La requête a été communiquée au préfet des Alpes-Maritimes, qui n'a pas produit de mémoire en défense.
M. A a été admis au bénéfice de l'aide juridictionnelle totale par une décision du 25 août 2022.
Par ordonnance du 20 septembre 2022, la clôture d'instruction a été fixée au 13 octobre 2022 à 12H00.
Par ordonnance du 18 novembre 2022 l'instruction a été ré-ouverte.
La présidente de la formation de jugement a dispensé le rapporteur public, sur sa proposition, de prononcer des conclusions à l'audience.
Vu :
- les autres pièces du dossier ;
Vu :
- la convention européenne de sauvegarde des droits de l'homme et des libertés fondamentales ;
- la convention internationale relative aux droits de l'enfant, signée à New-York le 26 janvier 1990 ;
- le code des relations entre le public et l'administration ;
- le code de l'entrée et du séjour des étrangers et du droit d'asile ;
- la loi du 10 juillet 1991 ;
- le code de justice administrative.
Les parties ont été régulièrement averties du jour de l'audience.

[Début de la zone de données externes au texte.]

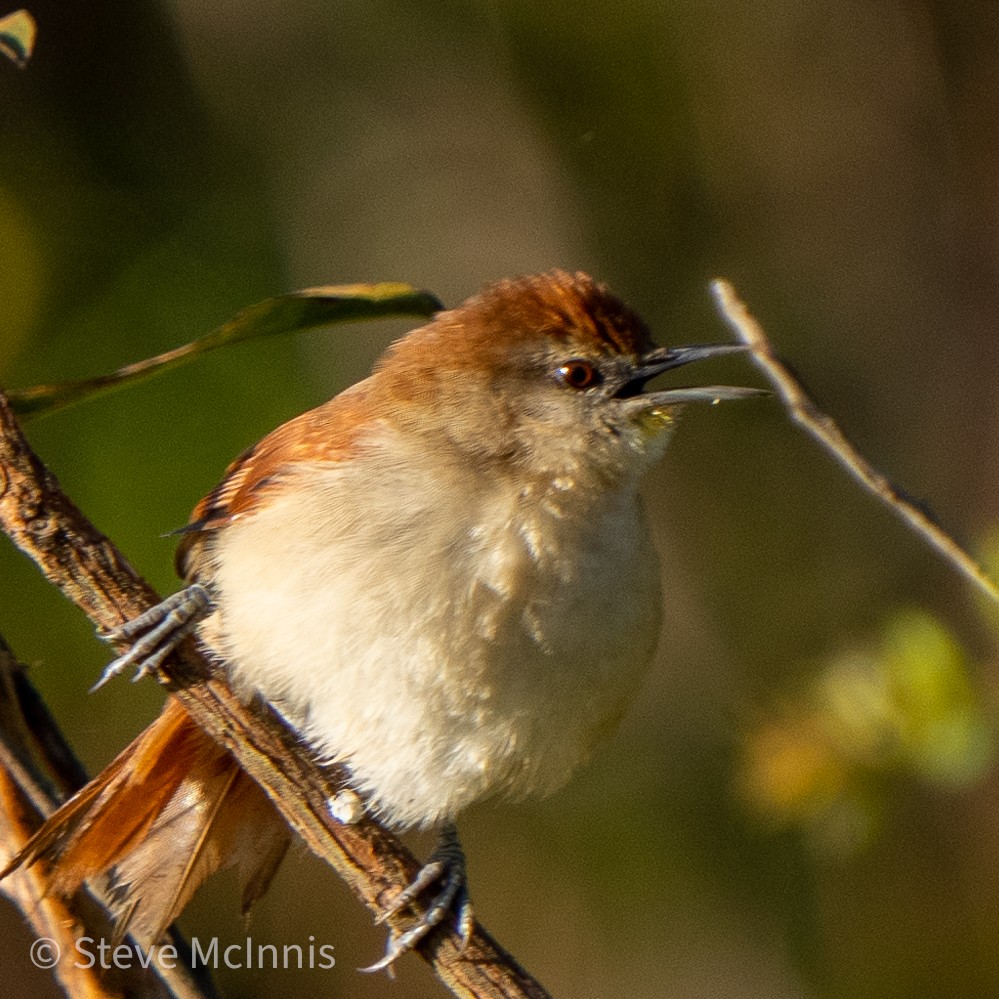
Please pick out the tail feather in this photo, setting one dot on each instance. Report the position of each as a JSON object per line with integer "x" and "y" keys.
{"x": 169, "y": 811}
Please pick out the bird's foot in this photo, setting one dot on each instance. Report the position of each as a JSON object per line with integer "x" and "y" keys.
{"x": 446, "y": 868}
{"x": 156, "y": 633}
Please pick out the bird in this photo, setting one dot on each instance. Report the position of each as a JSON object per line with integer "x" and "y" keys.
{"x": 443, "y": 579}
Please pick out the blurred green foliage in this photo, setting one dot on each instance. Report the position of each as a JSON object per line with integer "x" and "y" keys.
{"x": 829, "y": 761}
{"x": 162, "y": 165}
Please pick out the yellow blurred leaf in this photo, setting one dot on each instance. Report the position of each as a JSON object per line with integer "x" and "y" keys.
{"x": 17, "y": 37}
{"x": 296, "y": 311}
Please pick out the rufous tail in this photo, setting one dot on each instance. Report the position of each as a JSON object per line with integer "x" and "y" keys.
{"x": 170, "y": 810}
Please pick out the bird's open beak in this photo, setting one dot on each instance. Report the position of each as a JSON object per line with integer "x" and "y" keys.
{"x": 665, "y": 359}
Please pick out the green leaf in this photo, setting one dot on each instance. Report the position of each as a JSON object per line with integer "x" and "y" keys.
{"x": 17, "y": 37}
{"x": 298, "y": 310}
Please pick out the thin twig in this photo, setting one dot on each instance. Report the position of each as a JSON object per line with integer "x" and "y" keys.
{"x": 86, "y": 566}
{"x": 823, "y": 428}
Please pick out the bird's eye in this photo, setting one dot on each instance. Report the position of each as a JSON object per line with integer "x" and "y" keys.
{"x": 577, "y": 374}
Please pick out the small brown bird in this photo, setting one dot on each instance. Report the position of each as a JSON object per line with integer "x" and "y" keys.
{"x": 443, "y": 578}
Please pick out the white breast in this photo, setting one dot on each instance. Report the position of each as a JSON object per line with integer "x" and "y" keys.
{"x": 445, "y": 635}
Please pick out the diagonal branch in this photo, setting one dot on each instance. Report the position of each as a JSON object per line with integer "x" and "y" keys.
{"x": 44, "y": 523}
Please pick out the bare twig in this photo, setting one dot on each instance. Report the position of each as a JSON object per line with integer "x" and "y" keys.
{"x": 823, "y": 428}
{"x": 87, "y": 567}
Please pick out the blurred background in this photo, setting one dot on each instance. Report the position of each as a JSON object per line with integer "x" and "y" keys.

A été entendu au cours de l'audience publique :
- le rapport de Mme Mear, présidente-rapporteure ;
Considérant ce qui suit :
1. M. B A, ressortissant tunisien, né le 27 février 1989, doit être regardé comme demandant au tribunal d'annuler l'arrêté du 12 mai 2022 par lequel le préfet des Alpes-Maritimes lui a refusé la délivrance d'un titre de séjour, lui a fait obligation de quitter le territoire français dans le délai de trente jours et a fixé le pays de son renvoi et d'ordonner à ce préfet la restitution de son passeport.
Sur les conclusions à fin d'annulation des décisions portant refus de titre de séjour et obligation de quitter le territoire français dans le délai de 30 jours :
2. En premier lieu, aux termes de l'article L. 211-2 du code des relations entre le public et l'administration : " Les personnes physiques ou morales ont le droit d'être informées sans délai des motifs des décisions administratives individuelles défavorables qui les concernent. / A cet effet, doivent être motivées les décisions qui : / 1° restreignent l'exercice des libertés publiques ou, de manière générale, constituent une mesure de police () ". Aux termes de l'article L. 211-5 du même code : " La motivation exigée par le présent chapitre doit être écrite et comporter l'énoncé des considérations de droit et de fait qui constituent le fondement de la décision ".
3. L'arrêté du 12 mai 2022 rejetant la demande de titre de séjour présentée par M. A et lui faisant obligation de quitter le territoire français dans le délai de 30 jours comporte l'énoncé des considérations de droit et de fait qui en constituent le fondement. L'arrêté vise notamment les articles L. 423-7, L. 423-23 du code de l'entrée et du séjour des étrangers et du droit d'asile, indique que le requérant ne justifie pas de motifs exceptionnels ou de considérations humanitaires, et mentionne les articles L. 611-1 3° et L. 612-1 du même code. Par ailleurs, il indique, notamment, que M. A a sollicité un titre de séjour en qualité de père d'un enfant de nationalité française, qu'il ne justifie pas notamment contribuer à l'éducation de son enfant depuis sa naissance ou depuis deux ans dans les conditions prévues par l'article L. 371-2 du code civil, qu'il a été condamné le 11 janvier 2021 pour violences envers la mère de son enfant de sorte qu'il n'est pas établi qu'il entretienne des relations affectives suivies avec son enfant, qu'il n'établit pas avoir fixé durablement en France le centre de sa vie privée et familiale. Dans ces conditions, le préfet, qui n'est pas tenu d'énoncer l'ensemble des éléments relatifs à la situation de l'étranger dont il pouvait avoir connaissance, a suffisamment motivé l'arrêté attaqué. Par suite, le moyen tiré d'une insuffisance de motivation de cet arrêté doit être écarté.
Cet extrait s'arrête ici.